Srihari: It allows quantitative measurement that would be otherwise difficult or infeasible. For instance it is now possible to quantitatively determine the strength of forensic evidence, such as a given configuration of small parts of a fingerprint, by stating the probability of finding it in a population of a given size.
Q: Are you surprised to find that your work is focusing on forensics?
Srihari: It was surprising that there was lack of scientific rigor in many forensic disciplines despite the techniques used being over a hundred years old. Methods used were quite subjective and susceptible to human bias. Software to solve many common-place problems has become available only in the last few decades. Techniques from artificial intelligence, machine learning and pattern recognition can play a role in performing many tasks of the forensic examiner.
Srihari: A degree in engineering is useful to develop systems for many different applications. Forensics is one of them.
Q: Is everyone using computational forensics around the world?
Srihari: Computational forensics is not yet mainstream. But lots of research goes on in academic settings, such as at my own lab at the State University of New York at Buffalo, and eventually the courts may allow these techniques to be applied in criminal trials.
Q: How long have you been a member of IEEE? What prompted you to join?
Srihari: I joined as a graduate student 40 years ago. I wanted to keep informed of new developments through IEEE publications. It was well before the internet and hard-copy magazines were the only way.
Q: What is the most rewarding thing about the work you do?
Srihari: It is learning about new things or ideas and seeing how they can be further developed.
Q: Can you share a story about how a criminal has been prosecuted as a result of the work you do?
Srihari: I was asked to testify in a federal court case about the validity of forensic handwriting comparison. It involved a government official who had claimed that her handwriting and signatures on some documents had been forged. I testified that experiments with handwriting comparison software showed that handwriting in course of business writing is sufficiently individualistic so as to be allowed in court. The defendant pleaded guilty.
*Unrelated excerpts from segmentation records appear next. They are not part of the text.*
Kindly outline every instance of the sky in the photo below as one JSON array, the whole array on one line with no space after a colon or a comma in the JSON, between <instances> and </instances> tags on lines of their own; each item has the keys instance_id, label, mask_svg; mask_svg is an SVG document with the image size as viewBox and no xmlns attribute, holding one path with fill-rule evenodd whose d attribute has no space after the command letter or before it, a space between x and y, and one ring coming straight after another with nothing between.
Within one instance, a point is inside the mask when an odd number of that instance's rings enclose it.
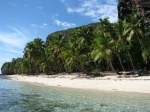
<instances>
[{"instance_id":1,"label":"sky","mask_svg":"<svg viewBox=\"0 0 150 112\"><path fill-rule=\"evenodd\" d=\"M117 0L0 0L0 68L37 37L105 17L117 21Z\"/></svg>"}]
</instances>

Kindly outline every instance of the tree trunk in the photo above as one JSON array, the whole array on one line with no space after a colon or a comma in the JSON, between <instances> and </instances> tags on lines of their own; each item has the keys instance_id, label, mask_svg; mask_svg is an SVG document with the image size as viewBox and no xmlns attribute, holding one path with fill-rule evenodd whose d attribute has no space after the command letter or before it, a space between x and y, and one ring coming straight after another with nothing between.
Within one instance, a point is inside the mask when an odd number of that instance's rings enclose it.
<instances>
[{"instance_id":1,"label":"tree trunk","mask_svg":"<svg viewBox=\"0 0 150 112\"><path fill-rule=\"evenodd\" d=\"M118 59L119 59L119 62L120 62L120 65L121 65L123 71L125 71L125 68L124 68L124 66L123 66L123 64L122 64L122 61L121 61L121 58L120 58L119 54L118 54L117 52L116 52L116 54L117 54L117 57L118 57Z\"/></svg>"}]
</instances>

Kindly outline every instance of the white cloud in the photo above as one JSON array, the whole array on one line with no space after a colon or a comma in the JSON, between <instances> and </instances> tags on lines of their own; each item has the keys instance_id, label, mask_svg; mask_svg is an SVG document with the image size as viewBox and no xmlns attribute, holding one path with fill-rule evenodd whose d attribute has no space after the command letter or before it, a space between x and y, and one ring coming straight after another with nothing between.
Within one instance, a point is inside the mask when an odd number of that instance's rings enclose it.
<instances>
[{"instance_id":1,"label":"white cloud","mask_svg":"<svg viewBox=\"0 0 150 112\"><path fill-rule=\"evenodd\" d=\"M18 6L16 3L13 3L13 2L9 2L9 5L11 5L13 7L17 7Z\"/></svg>"},{"instance_id":2,"label":"white cloud","mask_svg":"<svg viewBox=\"0 0 150 112\"><path fill-rule=\"evenodd\" d=\"M68 23L68 22L63 22L63 21L60 21L58 19L55 19L54 20L55 24L57 24L58 26L62 26L63 28L71 28L71 27L75 27L76 24L74 23Z\"/></svg>"},{"instance_id":3,"label":"white cloud","mask_svg":"<svg viewBox=\"0 0 150 112\"><path fill-rule=\"evenodd\" d=\"M0 43L7 46L23 48L29 37L19 29L12 28L13 33L0 32Z\"/></svg>"},{"instance_id":4,"label":"white cloud","mask_svg":"<svg viewBox=\"0 0 150 112\"><path fill-rule=\"evenodd\" d=\"M36 7L37 9L43 9L43 7L41 7L41 6L38 6L38 7Z\"/></svg>"},{"instance_id":5,"label":"white cloud","mask_svg":"<svg viewBox=\"0 0 150 112\"><path fill-rule=\"evenodd\" d=\"M32 36L26 30L11 28L11 32L0 32L0 67L12 58L22 57L23 49Z\"/></svg>"},{"instance_id":6,"label":"white cloud","mask_svg":"<svg viewBox=\"0 0 150 112\"><path fill-rule=\"evenodd\" d=\"M90 17L92 21L108 17L111 22L117 21L117 0L78 0L79 6L68 6L68 13L79 13Z\"/></svg>"},{"instance_id":7,"label":"white cloud","mask_svg":"<svg viewBox=\"0 0 150 112\"><path fill-rule=\"evenodd\" d=\"M31 24L32 27L35 27L35 28L44 28L47 26L47 23L43 23L41 25L37 25L37 24Z\"/></svg>"}]
</instances>

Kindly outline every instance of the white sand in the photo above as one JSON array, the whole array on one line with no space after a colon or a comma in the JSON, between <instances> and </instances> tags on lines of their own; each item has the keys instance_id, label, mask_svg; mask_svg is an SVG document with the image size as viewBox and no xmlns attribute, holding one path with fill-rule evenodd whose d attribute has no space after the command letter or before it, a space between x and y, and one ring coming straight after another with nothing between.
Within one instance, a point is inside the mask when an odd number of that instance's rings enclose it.
<instances>
[{"instance_id":1,"label":"white sand","mask_svg":"<svg viewBox=\"0 0 150 112\"><path fill-rule=\"evenodd\" d=\"M44 84L55 87L69 87L80 89L94 89L104 91L125 91L150 93L150 76L134 77L134 78L118 78L118 76L106 76L96 78L84 78L79 75L40 75L40 76L23 76L11 75L5 78Z\"/></svg>"}]
</instances>

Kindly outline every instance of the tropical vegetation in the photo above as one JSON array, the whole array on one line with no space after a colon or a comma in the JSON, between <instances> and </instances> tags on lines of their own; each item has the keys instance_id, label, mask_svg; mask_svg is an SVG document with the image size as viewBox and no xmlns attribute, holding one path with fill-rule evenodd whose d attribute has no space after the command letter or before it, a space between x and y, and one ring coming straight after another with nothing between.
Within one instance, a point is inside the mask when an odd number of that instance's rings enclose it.
<instances>
[{"instance_id":1,"label":"tropical vegetation","mask_svg":"<svg viewBox=\"0 0 150 112\"><path fill-rule=\"evenodd\" d=\"M142 18L132 13L125 20L108 18L47 36L26 44L22 58L3 64L2 74L55 74L150 69L150 38ZM150 32L150 29L148 30Z\"/></svg>"}]
</instances>

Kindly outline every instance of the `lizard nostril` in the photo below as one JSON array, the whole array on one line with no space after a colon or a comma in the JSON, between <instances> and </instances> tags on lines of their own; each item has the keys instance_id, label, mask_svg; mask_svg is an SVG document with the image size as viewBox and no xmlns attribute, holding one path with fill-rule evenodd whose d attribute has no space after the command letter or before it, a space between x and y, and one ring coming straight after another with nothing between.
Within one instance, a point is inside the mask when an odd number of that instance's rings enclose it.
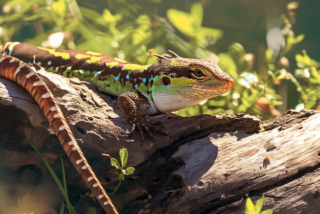
<instances>
[{"instance_id":1,"label":"lizard nostril","mask_svg":"<svg viewBox=\"0 0 320 214\"><path fill-rule=\"evenodd\" d=\"M164 84L165 84L165 85L169 85L171 83L170 79L166 76L162 78L162 81L164 82Z\"/></svg>"}]
</instances>

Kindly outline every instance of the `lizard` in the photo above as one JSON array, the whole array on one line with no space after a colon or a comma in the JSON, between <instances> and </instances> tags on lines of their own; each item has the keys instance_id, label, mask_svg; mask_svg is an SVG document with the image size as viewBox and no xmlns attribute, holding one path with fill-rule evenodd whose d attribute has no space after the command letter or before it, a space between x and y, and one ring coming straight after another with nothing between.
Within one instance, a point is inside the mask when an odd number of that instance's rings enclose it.
<instances>
[{"instance_id":1,"label":"lizard","mask_svg":"<svg viewBox=\"0 0 320 214\"><path fill-rule=\"evenodd\" d=\"M50 49L19 42L3 44L0 46L0 51L33 65L33 68L39 69L41 66L48 71L93 82L98 91L118 96L120 109L132 126L130 134L136 130L140 133L142 143L144 138L144 133L147 134L153 143L156 143L156 140L151 133L152 131L168 135L167 133L153 127L153 125L159 124L159 122L147 119L145 115L167 113L194 105L227 92L234 84L232 78L222 71L214 61L209 59L184 58L170 50L168 51L171 56L152 54L158 58L158 61L148 65L134 64L91 51ZM33 55L35 55L35 60ZM2 56L1 58L3 57ZM28 70L29 74L25 72L24 75L20 77L18 75L20 72L15 71L14 69L21 71L27 68L27 65L19 62L17 59L2 59L0 62L2 69L0 76L19 83L19 81L26 81L27 79L36 76L36 71L29 68ZM9 62L5 63L7 61ZM8 68L11 67L13 68L11 70ZM12 70L12 74L8 75L8 71L6 72L3 70ZM21 79L18 80L18 77ZM41 92L35 92L38 90L37 82L40 82L40 80L37 79L33 81L33 83L31 82L27 85L22 84L22 86L27 90L30 90L31 94L32 93L35 93L35 95L42 94L45 98L48 96L48 99L54 100L52 94L48 92L50 91L47 87L39 89ZM44 91L44 88L46 92L43 94L42 92ZM37 99L40 99L41 102L41 97L44 99L42 96L35 97L35 99L36 101ZM52 102L48 105L49 109L53 108L50 105L53 105L52 102ZM39 103L40 106L41 104ZM56 106L53 108L58 109ZM43 112L47 116L48 110L44 112L43 110ZM60 112L59 110L59 113ZM49 113L56 115L51 112ZM67 130L68 135L73 136L70 128L67 128L67 124L62 117L59 116L59 118L61 118L61 121L59 120L60 125ZM48 119L49 121L52 119ZM66 154L70 154L72 148L76 149L73 153L79 154L77 155L77 158L70 158L71 162L106 211L116 213L117 210L106 194L104 195L105 191L103 190L99 180L96 180L96 176L87 162L85 161L80 147L75 145L77 144L74 140L74 137L72 137L72 140L70 140L70 136L65 140L64 137L66 135L63 135L63 137L62 135L59 135L61 126L55 127L55 131ZM71 145L66 146L68 143ZM79 157L81 158L78 159ZM79 166L79 163L81 166L85 166L86 169L85 169L84 176L81 173L84 169L80 172L78 170L79 167L83 167ZM85 165L83 165L84 164ZM93 179L91 178L94 178L94 183L88 181L89 179ZM95 189L96 187L98 190Z\"/></svg>"}]
</instances>

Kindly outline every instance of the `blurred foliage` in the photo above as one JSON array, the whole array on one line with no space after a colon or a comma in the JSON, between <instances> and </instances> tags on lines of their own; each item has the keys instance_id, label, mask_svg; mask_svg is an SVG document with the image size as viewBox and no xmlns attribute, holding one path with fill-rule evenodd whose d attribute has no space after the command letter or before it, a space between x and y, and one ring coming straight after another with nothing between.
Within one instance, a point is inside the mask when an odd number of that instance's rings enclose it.
<instances>
[{"instance_id":1,"label":"blurred foliage","mask_svg":"<svg viewBox=\"0 0 320 214\"><path fill-rule=\"evenodd\" d=\"M233 89L180 110L180 115L253 112L263 119L277 116L274 106L282 104L277 90L287 79L296 88L300 103L315 108L320 99L319 63L304 52L295 57L300 68L297 79L289 72L287 55L304 36L294 36L289 18L283 19L285 45L276 57L263 45L253 54L236 42L227 52L216 54L214 45L223 32L202 26L202 5L207 1L194 2L186 1L184 5L189 10L182 11L169 8L179 5L179 1L166 5L162 0L0 0L1 39L90 50L141 64L156 61L150 52L162 54L167 49L185 57L216 61L234 79ZM164 8L166 16L161 16L158 12ZM312 98L310 94L314 95Z\"/></svg>"}]
</instances>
Q: What advice would you give a student who was interested in working in forensics as related to engineering and computing?
Srihari: Prepare yourself with knowledge of probability and statistics which are important to all forensic specialties. While the job market in forensics is not large, that preparation can serve you very well wherever you end-up. To work with impression evidence such as fingerprints and footwear, knowledge of computer image processing will be useful.